We zijn eigenlijk opgelucht als we bij Figeholm de route achter ons kunnen laten, en het volgende stuk kunnen nemen tussen Figeholm en Oskarsham, want dat hebben we op de heenreis al een keer gevaren en dit stuk was redelijk normaal te varen, hoewel er aan het eind ook een smal ‘poortje’ in voorkwam. Als we in Oskarshamn Brädholmen aankomen, wenkt de havenmeester ons al en geeft ons een pracht plaatsje langs de kant, vlak bij zijn kantoor. Had hij de bordjes ‘Reserverat’ er voor ons neergehangen?
Oskarshamn – Borgholm, wo 27 juli 2011 08:40 - 14:00, 26 mijl
Volgens de gripfiles kunnen we vandaag rekening houden met achterlijke winden van rond de 10 knopen. In de haven lijkt het nog niet zo te zijn, maar we zijn midden in de stad. Op het water, met de hele noordelijke Oostzee aan bakboord is er niet veel meer wind te vinden dan zo’n 5 knopen. De motor blijft de hele dag pruttelen, hoewel de zeilen ook bijstaan.
Als we Klockaren voorbij zijn en we wat meer zuidelijk varen, hebben we de wind recht van achteren en staan grootzeil en genua resp. over stuur en bakboord. Heel lang duurt het niet want de genua wil niet blijven staan en al snel draaien we hem in en koersen verder op Borgholm af, waar we iets na tweeën vastmaken aan de Noorderpier.
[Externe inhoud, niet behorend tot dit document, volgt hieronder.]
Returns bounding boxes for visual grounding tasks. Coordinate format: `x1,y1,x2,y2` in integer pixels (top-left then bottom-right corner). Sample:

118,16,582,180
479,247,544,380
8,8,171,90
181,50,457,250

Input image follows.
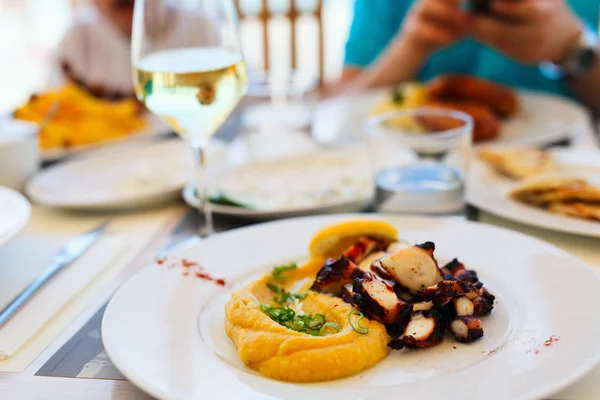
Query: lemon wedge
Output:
309,219,398,258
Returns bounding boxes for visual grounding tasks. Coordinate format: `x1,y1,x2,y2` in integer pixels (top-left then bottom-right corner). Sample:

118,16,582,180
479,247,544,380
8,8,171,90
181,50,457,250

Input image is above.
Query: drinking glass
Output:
366,108,473,214
131,0,248,237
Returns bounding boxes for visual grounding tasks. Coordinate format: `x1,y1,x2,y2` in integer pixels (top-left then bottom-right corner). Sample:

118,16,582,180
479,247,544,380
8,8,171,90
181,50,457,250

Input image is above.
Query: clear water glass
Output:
366,108,473,214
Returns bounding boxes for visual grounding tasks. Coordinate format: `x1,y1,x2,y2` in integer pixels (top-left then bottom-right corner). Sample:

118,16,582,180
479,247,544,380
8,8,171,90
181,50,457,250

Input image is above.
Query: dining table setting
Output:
0,1,600,400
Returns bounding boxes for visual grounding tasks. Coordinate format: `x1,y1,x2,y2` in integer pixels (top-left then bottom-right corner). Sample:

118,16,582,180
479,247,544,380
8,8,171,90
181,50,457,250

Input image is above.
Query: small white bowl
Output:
0,117,40,192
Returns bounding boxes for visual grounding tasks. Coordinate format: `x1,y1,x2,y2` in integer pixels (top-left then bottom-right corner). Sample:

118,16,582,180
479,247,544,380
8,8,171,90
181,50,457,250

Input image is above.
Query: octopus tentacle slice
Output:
311,256,365,296
448,316,483,343
388,310,445,350
381,242,443,294
353,273,412,324
343,236,389,265
442,258,479,283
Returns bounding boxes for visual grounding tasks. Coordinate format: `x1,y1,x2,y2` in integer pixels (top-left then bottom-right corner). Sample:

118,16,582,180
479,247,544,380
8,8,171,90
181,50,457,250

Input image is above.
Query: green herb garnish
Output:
260,304,340,336
348,310,369,335
392,87,405,104
319,322,340,336
267,282,306,304
271,263,298,281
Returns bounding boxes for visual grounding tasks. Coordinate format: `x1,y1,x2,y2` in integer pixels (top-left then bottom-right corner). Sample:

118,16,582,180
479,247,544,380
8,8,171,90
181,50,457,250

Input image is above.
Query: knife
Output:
0,222,108,328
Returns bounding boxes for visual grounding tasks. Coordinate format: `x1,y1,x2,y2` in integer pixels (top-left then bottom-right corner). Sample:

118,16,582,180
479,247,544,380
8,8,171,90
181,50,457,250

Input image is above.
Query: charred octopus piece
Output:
452,296,475,317
358,251,388,272
388,310,445,350
419,280,479,307
381,242,443,294
342,283,354,304
371,261,394,282
385,241,412,253
413,301,434,311
343,236,388,265
473,287,496,315
311,256,364,296
448,316,483,343
442,258,479,283
353,272,412,324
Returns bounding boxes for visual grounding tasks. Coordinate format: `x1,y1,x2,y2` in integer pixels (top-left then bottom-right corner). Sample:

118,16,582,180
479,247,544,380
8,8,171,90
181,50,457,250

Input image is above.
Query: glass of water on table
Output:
366,108,473,214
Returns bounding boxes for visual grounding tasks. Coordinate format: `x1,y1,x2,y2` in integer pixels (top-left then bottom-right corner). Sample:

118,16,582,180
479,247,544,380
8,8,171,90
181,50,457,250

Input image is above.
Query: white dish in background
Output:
183,148,373,220
0,116,40,191
40,113,172,162
102,215,600,400
26,139,193,210
313,89,589,146
0,186,31,245
466,150,600,238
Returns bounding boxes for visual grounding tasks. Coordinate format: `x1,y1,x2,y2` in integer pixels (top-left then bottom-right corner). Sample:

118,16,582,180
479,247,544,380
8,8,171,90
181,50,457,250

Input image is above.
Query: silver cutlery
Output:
0,222,108,328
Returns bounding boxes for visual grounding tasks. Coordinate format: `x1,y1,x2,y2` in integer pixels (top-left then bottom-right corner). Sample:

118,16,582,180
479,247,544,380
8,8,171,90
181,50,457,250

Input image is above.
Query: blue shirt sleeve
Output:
344,0,405,68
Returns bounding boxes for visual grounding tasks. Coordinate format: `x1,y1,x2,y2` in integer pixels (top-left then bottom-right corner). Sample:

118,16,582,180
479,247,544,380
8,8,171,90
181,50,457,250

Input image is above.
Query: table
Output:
0,126,600,400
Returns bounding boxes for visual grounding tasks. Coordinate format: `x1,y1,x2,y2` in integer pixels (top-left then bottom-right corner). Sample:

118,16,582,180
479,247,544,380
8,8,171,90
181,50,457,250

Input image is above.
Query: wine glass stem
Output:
192,146,214,238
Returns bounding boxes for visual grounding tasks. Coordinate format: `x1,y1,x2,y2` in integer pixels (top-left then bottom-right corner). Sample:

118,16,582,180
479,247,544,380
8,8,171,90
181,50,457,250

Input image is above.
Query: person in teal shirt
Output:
342,0,600,111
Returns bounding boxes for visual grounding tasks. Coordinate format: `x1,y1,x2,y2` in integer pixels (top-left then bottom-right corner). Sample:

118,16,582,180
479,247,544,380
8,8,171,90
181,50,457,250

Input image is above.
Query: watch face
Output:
579,49,598,71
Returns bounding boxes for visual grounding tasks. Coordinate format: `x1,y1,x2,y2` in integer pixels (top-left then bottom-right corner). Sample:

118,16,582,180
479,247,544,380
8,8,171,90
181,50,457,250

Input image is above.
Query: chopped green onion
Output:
267,282,307,304
291,319,304,332
271,263,298,281
392,87,405,104
306,314,325,329
319,322,340,336
348,310,369,335
260,304,340,336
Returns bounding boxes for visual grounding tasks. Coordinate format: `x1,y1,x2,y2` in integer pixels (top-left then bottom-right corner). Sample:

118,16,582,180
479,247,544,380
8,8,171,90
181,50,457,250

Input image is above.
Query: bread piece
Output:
548,203,600,222
429,74,519,117
419,100,501,143
510,177,590,207
478,149,556,180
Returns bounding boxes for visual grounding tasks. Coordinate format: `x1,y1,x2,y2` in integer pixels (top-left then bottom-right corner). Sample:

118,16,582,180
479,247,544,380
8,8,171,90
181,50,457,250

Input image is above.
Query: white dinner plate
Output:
40,114,172,162
183,148,373,220
102,215,600,400
0,186,31,245
183,183,371,221
466,150,600,237
26,139,193,210
313,89,589,146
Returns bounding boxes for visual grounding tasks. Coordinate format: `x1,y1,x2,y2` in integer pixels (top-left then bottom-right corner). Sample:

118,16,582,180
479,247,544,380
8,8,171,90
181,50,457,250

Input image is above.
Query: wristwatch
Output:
540,26,600,80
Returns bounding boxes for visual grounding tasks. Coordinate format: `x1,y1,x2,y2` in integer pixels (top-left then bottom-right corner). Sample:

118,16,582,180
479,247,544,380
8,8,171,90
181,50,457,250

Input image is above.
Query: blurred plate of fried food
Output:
313,74,590,146
466,146,600,238
13,83,169,161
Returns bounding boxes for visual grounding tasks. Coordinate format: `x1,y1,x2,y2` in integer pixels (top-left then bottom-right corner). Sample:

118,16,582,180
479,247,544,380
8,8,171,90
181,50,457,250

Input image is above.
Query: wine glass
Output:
131,0,248,237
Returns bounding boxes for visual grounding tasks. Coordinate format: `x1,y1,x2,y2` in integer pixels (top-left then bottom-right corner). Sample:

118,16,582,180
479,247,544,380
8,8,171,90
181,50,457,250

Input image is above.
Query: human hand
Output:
399,0,467,56
468,0,581,64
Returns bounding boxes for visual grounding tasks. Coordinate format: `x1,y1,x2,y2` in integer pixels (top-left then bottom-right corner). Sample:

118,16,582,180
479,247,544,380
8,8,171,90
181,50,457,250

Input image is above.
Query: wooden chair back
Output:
235,0,325,86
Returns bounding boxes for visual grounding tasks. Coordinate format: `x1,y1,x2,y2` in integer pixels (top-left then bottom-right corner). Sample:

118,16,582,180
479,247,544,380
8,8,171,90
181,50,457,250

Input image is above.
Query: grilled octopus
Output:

Er moet havengeld worden betaald bij een automaat, maar het ding vindt mijn pinpas en ook mijn creditkaart ‘ogiltig’ en betalen moet even achterwege blijven. Eigenlijk is het een vreemd apparaat, want er is geen display of toetsenbord om een pincode in te toetsen. Het is een behoorlijk eind lopen naar het kantoor van de havenmeester, maar van hem hoor ik dat het deel van de haven waar wij liggen niet onder zijn verantwoordelijkheid valt. We besluiten maar af te wachten en van een Zweed die uit de douche komt krijg ik de toegangscode, zodat we kunnen douchen. Er komt die avond niemand controleren of er betaald is.
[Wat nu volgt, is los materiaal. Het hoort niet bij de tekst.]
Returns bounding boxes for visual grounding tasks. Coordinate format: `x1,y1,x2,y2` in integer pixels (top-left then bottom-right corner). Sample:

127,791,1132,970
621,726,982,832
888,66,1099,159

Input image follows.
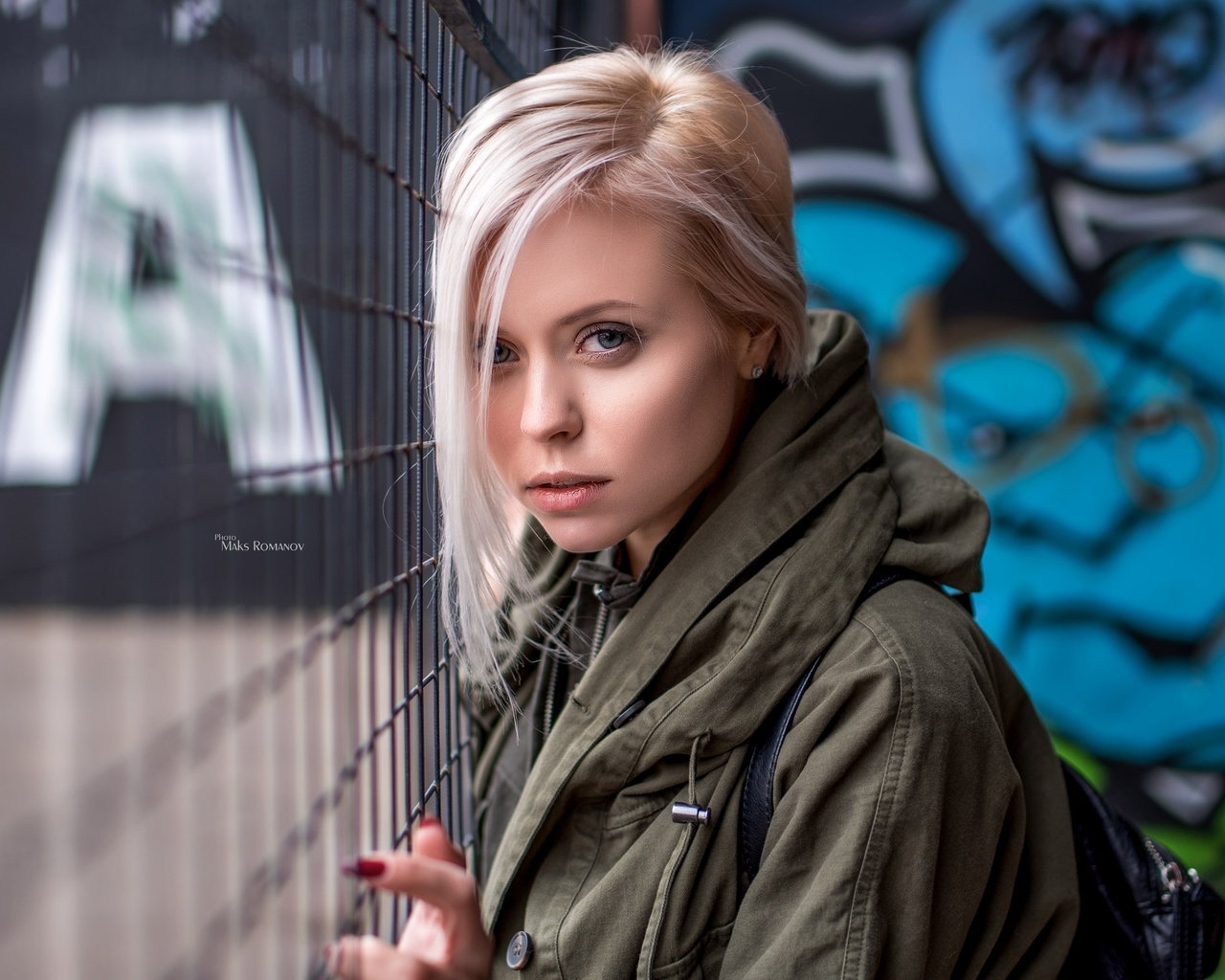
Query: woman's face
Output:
486,205,773,573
Lokatie: Borgholm. 28 juli 2011.
Om 8 uur hebben we alles klaar om te vertrekken. Het waait zo’n 15 knopen uit het NNW en we zullen dus tussen halve en ruime wind zeilen. Als ik een van de twee voorlijnen al los heb, begint de wind plotseling hard aan te trekken en wijst de meter al 24 knopen aan. We besluiten maar even af te wachten tot de bui voorbij is. Het is echter geen bui en het blijft een paar uur een dikke zes waaien. Ik maak de rubberboot schoon, pak hem in en berg hem op in de voorpiek.
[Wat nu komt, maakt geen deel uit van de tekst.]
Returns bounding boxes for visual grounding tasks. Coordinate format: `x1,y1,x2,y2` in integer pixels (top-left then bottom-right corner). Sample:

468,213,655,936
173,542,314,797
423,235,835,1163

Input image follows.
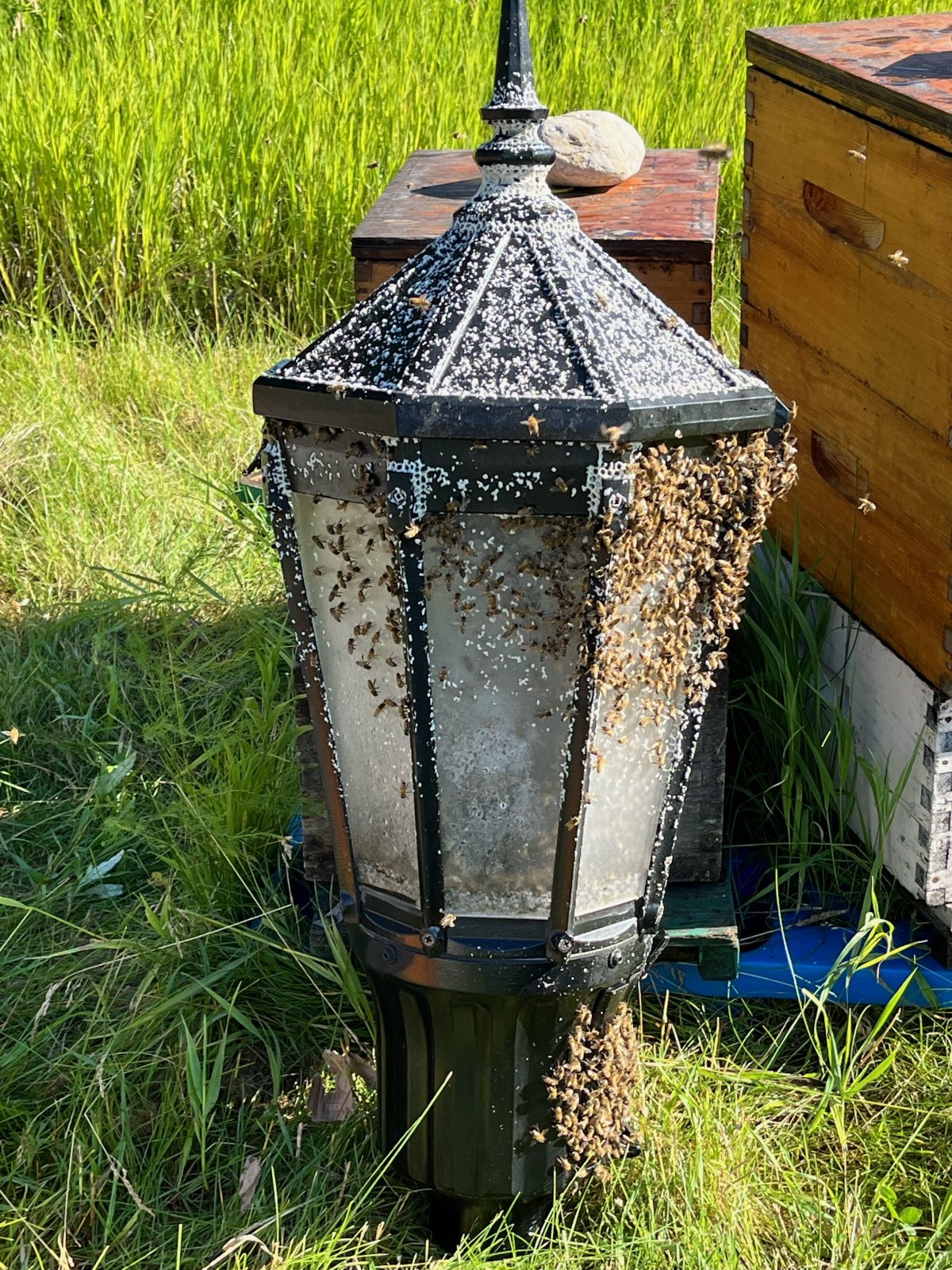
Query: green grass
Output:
0,0,941,334
0,0,952,1270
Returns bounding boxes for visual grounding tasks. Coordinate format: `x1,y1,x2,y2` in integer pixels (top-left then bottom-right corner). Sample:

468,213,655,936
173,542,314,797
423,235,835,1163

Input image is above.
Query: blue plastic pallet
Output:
645,913,952,1010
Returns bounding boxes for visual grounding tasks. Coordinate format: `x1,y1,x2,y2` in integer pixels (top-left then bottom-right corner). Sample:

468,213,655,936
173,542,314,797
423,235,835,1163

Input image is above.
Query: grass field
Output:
0,0,952,1270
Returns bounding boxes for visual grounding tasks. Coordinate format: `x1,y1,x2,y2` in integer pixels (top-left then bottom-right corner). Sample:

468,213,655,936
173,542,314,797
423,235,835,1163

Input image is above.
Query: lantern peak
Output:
255,0,776,442
482,0,547,121
474,0,555,178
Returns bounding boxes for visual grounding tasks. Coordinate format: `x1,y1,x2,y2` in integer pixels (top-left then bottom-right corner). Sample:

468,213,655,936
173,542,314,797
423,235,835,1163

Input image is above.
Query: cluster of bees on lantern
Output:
588,432,795,770
293,428,793,771
540,1005,639,1183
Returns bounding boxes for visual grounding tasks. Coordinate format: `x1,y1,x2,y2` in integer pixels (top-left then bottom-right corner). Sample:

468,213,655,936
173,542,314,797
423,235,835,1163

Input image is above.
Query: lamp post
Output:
254,0,789,1242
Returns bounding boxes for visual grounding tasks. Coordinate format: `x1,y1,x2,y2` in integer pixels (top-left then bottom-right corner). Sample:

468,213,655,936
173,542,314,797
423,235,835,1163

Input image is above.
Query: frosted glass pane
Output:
575,595,678,917
292,494,419,903
421,514,590,917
Wat later komt een Zweedse boot binnen die naast ons wil aanleggen. Tussen ons en onze buurman zijn nog twee plekken vrij. Het aanleggen gaat allesbehalve goed want de boot heeft te weinig snelheid en waait tegen de achterlijn van onze buurman aan. De dame aan boord houdt letterlijk ‘de boot af’ en springt daarvoor aan boord van de boot van onze buurman, terwijl de rubberboot van de buurman nogal in de knel komt tussen beide boten. Inmiddels is de achterboei van de buurman onder de boot doorgegaan. Er is dan min of meer een 'stabiele' situatie ontstaan: We zien een schipper die niet zo goed meer weet wat te doen en zijn partner die tezamen met de buurman zorgt dat beide boten geen schade oplopen.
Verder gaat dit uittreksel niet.